Why is this important?

EDS is a common but underestimated problem associated with cardiovascular, metabolic risks and decreased quality of life. The new work provides for the first time specific molecular “anchors” that can potentially be monitored, and some of them can be modified by diet. This brings sleep medicine closer to personalized strategies: assess biomarkers, take into account gender, lifestyle and choose interventions - from nutrition to targeted pharma approaches.

How it might work (mechanical hypotheses)

The researchers identify two “axial” lines. The first is steroid hormones: metabolites of progesterone and related pathways are capable of changing the excitability of neural networks, indirectly influencing the tendency to “nod off” during the day. The second is dietary traces: the ω-3/ω-6 fatty acid profile reflects the anti-inflammatory nature of the diet, and tyramine (fermented cheeses, sausages, sauces, marinades, overripe fruits) can theoretically increase drowsiness through its effect on catecholamines and vascular tone; the effect, judging by the data, is stronger in men. These are associations for now, but they are biologically plausible and reproducible in independent samples.

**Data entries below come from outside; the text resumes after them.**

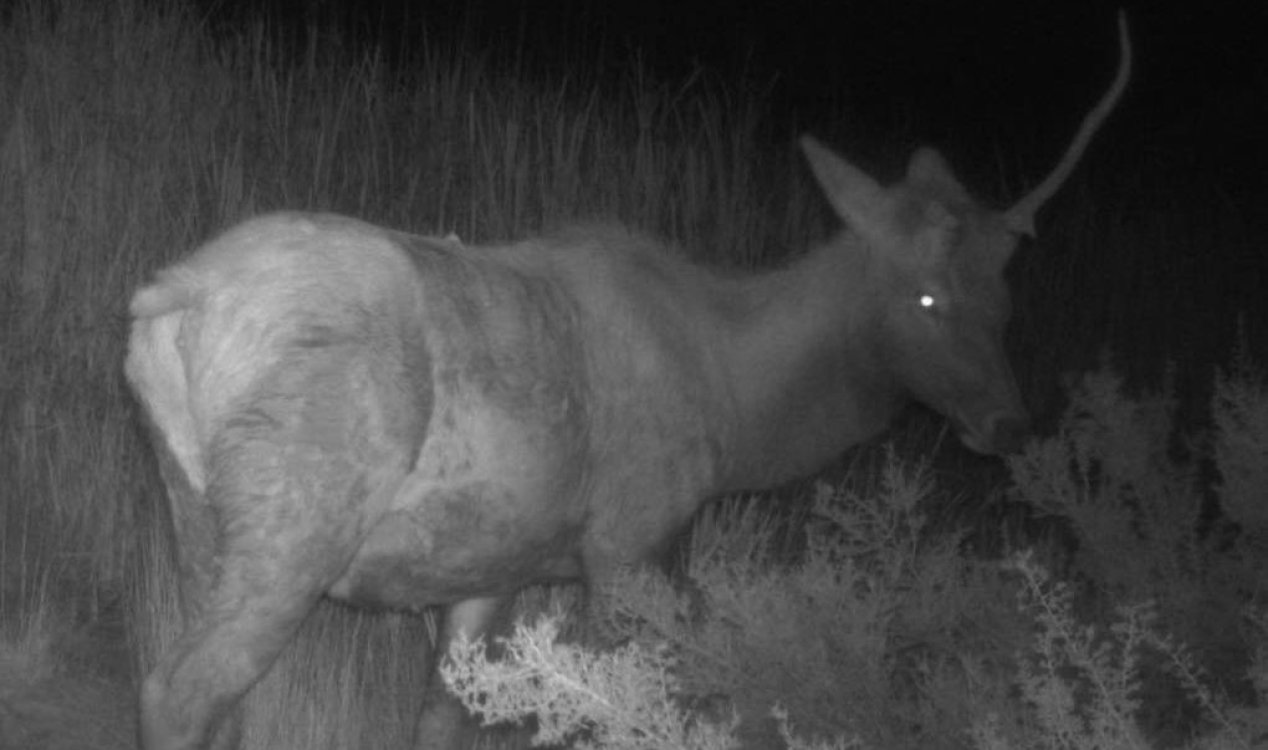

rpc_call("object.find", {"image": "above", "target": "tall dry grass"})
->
[0,0,1258,747]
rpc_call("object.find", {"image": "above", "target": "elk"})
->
[126,18,1131,750]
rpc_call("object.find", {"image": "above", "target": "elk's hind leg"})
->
[415,596,511,750]
[142,362,408,750]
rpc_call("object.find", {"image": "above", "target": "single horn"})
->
[1004,10,1131,237]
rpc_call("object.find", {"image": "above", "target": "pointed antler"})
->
[1004,10,1131,237]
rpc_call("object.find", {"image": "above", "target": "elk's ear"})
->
[801,136,890,236]
[907,146,970,203]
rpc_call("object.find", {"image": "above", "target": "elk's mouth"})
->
[951,414,1030,456]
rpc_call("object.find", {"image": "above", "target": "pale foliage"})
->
[441,618,735,750]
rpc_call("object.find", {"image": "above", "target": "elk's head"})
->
[801,15,1131,453]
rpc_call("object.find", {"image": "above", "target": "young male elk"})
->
[127,14,1130,750]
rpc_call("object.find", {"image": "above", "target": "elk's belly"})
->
[327,485,581,609]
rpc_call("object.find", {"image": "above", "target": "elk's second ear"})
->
[801,136,890,236]
[907,146,969,203]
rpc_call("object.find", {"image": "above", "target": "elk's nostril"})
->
[990,416,1030,454]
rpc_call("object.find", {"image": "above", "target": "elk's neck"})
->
[723,240,904,491]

What does this mean "in practice" now?

  • Diet as a lever. Maintaining a diet rich in ω-3/ω-6 (fish, nuts, seeds, vegetable oils) is smart not only for your heart, but also, perhaps, for daytime alertness.
  • Be careful with tyramine if you have severe daytime sleepiness (especially in men): pay attention to the proportion of fermented and “overripe” foods; this is not a ban, but a reason for an experiment with exclusion/replacement and self-observation.
  • We look for the root causes. If EDS is persistent, it is important to rule out sleep apnea, sleep deficit, depression, hypothyroidism, side effects of medications - diet here is a supplement, not a replacement for diagnosis. (Self-diagnosis by questionnaire is only the first step.)

Important limitations

These are observational data: causality has not been proven. Sleepiness was assessed by questionnaire, not polysomnography; metabolomics is sensitive to methods and interpersonal/interlaboratory variability. Even with replication, there are potential confounding factors (sleep patterns, medications, chronic diseases). Therefore, it is premature to talk about an "omega-3 treatment for sleepiness" - randomized trials are needed.

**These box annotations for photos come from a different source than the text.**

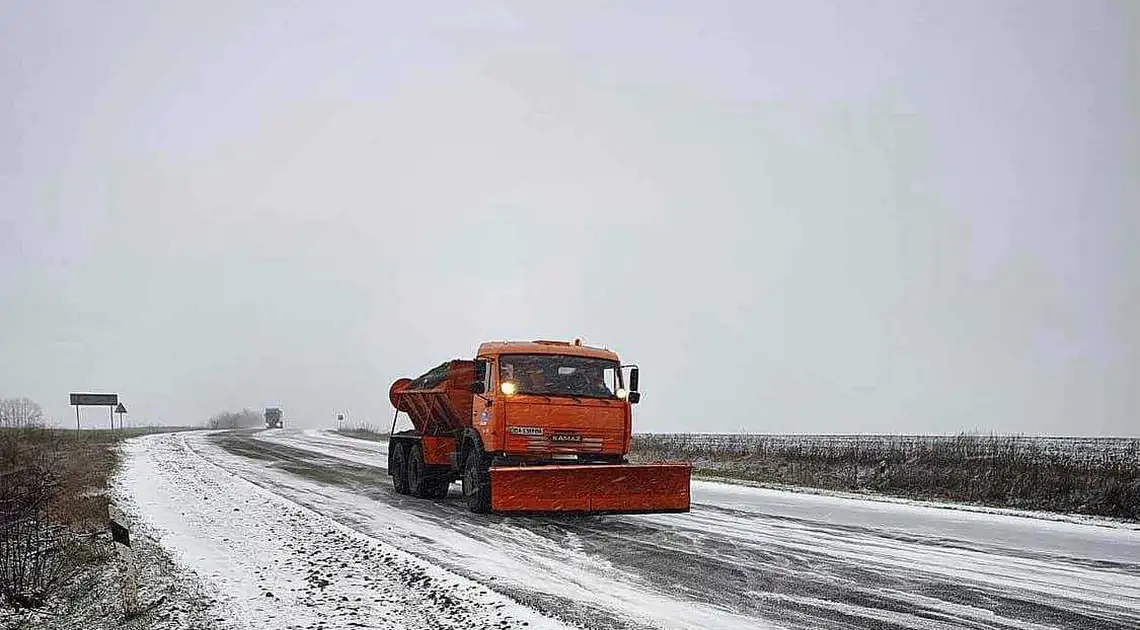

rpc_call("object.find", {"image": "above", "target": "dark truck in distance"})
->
[266,407,285,428]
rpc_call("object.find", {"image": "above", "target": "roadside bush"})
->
[206,409,266,428]
[632,434,1140,519]
[0,429,96,608]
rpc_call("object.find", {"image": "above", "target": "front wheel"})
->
[463,448,491,514]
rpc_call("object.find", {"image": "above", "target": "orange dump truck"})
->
[388,339,692,513]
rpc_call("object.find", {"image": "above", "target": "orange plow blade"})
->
[491,464,692,513]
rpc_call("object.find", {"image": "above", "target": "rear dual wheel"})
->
[389,443,451,499]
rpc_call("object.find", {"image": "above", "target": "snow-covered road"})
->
[117,431,1140,629]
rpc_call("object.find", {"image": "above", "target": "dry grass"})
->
[630,434,1140,519]
[0,427,193,608]
[333,423,388,442]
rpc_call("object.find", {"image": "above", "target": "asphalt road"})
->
[196,429,1140,629]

What will science do next?

The authors directly name the following steps:

  • Interventional RCTs: To test whether ω-3/ω-6 (from diet or supplements) reduces EDS severity and changes metabolite signature.
  • Targeted validation of steroid pathways: finding out which links in hormonogenesis really “move the needle.”
  • Gender awareness: unpacking male/female differences from analytics to the clinic.
  • Decoding “unknown metabolites” and integrating with genetics/transcriptomics for a complete sleep multiomics.

Source (study): Faquih T. et al. Steroid Hormone Biosynthesis and Dietary Related Metabolites Associated with Excessive Daytime Sleepiness. Lancet eBioMedicine, 2025. DOI: 10.1016/j.ebiom.2025.105881.